Initially, the visits of the Japanese experts to the Soviet Union were supervised by the KGB in the major cities of Kiev (Kyiv), Minsk, and Moscow and in rural areas where the health checks covered large farms and village schools and clinics of kolkhozes and sovkhozes. During the severe winter months, the activities continued in heated garages or hangars of the designated centers. Each year, the appointed specialists from the five centers in charge of thyroid screening, blood tests, and whole-body counter examination underwent education and training, and also attended progress reporting sessions held in the local areas. Annual reports both in Japanese and Russian languages were published. As a result, after the demise of the Soviet Union, standardized diagnostic accuracy and data management were maintained in the three countries; Belarus, Russia and Ukraine. An international conference was organized in Kiev (Kyiv) in the fifth year of the project, and Chernobyl: A Decade (Elsevier, 1997), a summary of that phase of activities was published. In fact, during this period of medical assistance, the additional introduction of thyroid ultrasound-guided fine needle aspiration cytology in the five centers made accurate thyroid diagnosis possible, and together with long term preservation of blood smear specimen and serum, has laid the ground for the future international thyroid research, such as ongoing to this day through the Chernobyl Tissue Bank (CTB) (https://www.chernobyltissuebank.com).

As a part of our activities, during my professorship period in Nagasaki University, we succeeded in establishing academic cooperative agreements with Belarusian State Medical University; Belarusian Medical Academy of Post-Graduate Education; Gomel State Medical University in Belarus; A. Tsyb Medical Radiological Research Center; Endocrine Research Center; North-Western State Medical University named after I.I. Mechnikov in the Russian Federation; V.P. Komisarenko Institute of Endocrinology and Metabolism; National Research Center for Radiation Medicine; Ukrainian Radiation Protection Institute in Ukraine; Semey Medical University; Center for Nuclear Medicine and Oncology in Semey; Scientific Research Institute of Radiation Medicine and Ecology; and Kazakh National Medical University in Kazakhstan. I am very proud that my young colleagues succeeded my jobs, and actively show wonderful achievements in thyroid cancer molecular epidemiology, international public health, and radiation research. However, it is very sad to see that Russia launched a military offensive against Ukraine in February 2022. As one of the men who knows the Chernobyl areas and has many friends in the affected locations, I am strongly against the Russian military invasion of Ukraine and would like to demand that Russia cease all acts of hostility, including attacks on the nuclear facilities in Ukraine and solve the conflict peacefully as soon as possible.

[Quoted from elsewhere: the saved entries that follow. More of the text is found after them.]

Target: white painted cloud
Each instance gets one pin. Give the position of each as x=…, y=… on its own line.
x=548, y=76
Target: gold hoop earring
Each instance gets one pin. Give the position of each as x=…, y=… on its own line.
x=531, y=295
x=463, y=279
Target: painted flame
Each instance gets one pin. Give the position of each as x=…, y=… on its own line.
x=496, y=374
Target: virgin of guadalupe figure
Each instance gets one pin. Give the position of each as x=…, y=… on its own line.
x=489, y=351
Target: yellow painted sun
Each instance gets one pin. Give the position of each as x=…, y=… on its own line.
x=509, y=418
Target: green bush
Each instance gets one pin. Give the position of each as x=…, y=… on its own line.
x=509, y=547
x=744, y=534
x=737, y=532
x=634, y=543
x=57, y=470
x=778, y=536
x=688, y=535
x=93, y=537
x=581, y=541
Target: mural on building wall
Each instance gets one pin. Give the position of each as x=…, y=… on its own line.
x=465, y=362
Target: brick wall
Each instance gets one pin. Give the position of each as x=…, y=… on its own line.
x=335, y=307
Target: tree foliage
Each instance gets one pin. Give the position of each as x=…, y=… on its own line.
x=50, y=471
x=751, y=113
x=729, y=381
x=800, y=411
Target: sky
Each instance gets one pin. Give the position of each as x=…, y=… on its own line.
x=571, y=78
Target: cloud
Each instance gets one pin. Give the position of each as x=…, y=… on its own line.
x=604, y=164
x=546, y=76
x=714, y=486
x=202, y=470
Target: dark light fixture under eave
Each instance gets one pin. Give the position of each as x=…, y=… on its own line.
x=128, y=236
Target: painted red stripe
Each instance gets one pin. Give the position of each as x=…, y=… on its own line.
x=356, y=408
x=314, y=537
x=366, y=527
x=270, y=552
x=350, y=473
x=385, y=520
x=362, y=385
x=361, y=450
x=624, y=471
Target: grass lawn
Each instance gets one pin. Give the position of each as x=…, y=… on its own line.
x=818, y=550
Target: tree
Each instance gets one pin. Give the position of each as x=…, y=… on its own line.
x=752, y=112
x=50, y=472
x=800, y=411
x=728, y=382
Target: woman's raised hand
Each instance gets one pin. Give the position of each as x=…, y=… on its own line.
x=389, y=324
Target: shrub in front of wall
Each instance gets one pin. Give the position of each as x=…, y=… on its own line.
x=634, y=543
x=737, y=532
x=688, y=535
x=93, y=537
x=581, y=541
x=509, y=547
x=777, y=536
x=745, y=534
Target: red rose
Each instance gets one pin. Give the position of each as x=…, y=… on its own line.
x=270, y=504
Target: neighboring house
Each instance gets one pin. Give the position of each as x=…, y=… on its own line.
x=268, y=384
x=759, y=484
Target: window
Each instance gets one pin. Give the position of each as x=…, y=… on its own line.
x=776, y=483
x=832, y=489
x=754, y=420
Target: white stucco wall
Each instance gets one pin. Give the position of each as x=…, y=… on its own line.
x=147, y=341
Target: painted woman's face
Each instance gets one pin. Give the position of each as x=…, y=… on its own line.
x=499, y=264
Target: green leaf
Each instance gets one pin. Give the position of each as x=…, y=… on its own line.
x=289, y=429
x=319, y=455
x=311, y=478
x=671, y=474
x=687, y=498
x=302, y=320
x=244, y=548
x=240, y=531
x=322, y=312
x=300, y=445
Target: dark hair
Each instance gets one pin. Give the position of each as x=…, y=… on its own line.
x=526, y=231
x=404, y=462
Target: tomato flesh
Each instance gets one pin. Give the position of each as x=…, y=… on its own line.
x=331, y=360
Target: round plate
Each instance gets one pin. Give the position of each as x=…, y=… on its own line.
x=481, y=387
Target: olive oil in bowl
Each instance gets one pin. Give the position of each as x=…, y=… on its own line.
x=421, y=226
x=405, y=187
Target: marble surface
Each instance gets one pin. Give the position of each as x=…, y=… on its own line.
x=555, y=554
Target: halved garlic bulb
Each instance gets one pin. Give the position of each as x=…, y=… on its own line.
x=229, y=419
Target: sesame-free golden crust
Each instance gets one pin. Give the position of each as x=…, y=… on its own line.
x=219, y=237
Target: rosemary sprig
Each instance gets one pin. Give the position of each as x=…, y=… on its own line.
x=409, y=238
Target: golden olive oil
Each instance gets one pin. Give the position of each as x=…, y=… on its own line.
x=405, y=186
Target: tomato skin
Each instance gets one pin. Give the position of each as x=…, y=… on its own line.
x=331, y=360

For young Endocrinologists, I want to emphasize the importance of benefits of studying abroad when young, where you can experience new places and cultures, make friends from around the world, and gain a global perspective. Of course, your research interest and career would be stimulated, yet you could also expect to develop additional highly valued by-products and skills such as intercultural communication, foreign languages, adaptability, and problem-solving. For example, my first paper presentations at the international conferences were at the Third World Congress of Nuclear Medicine and Biology in Paris and subsequently at the annual meeting of the European Thyroid Association in Brussels in August 1982. I was very nervous and hesitated to communicate in my poor English at both meetings, but for most Europeans, English was not their mother language either, and we were all at the same level of the so-called not-native speakers. It was the most important to think forward and overcome the problem known from a famous proverb, “The frog in the well doesn’t know the ocean.” Therefore, it is true that you need to “toss your fears before you try something new.” I was very lucky because my mentors were all active and open-minded, and always encouraged me to challenge new things.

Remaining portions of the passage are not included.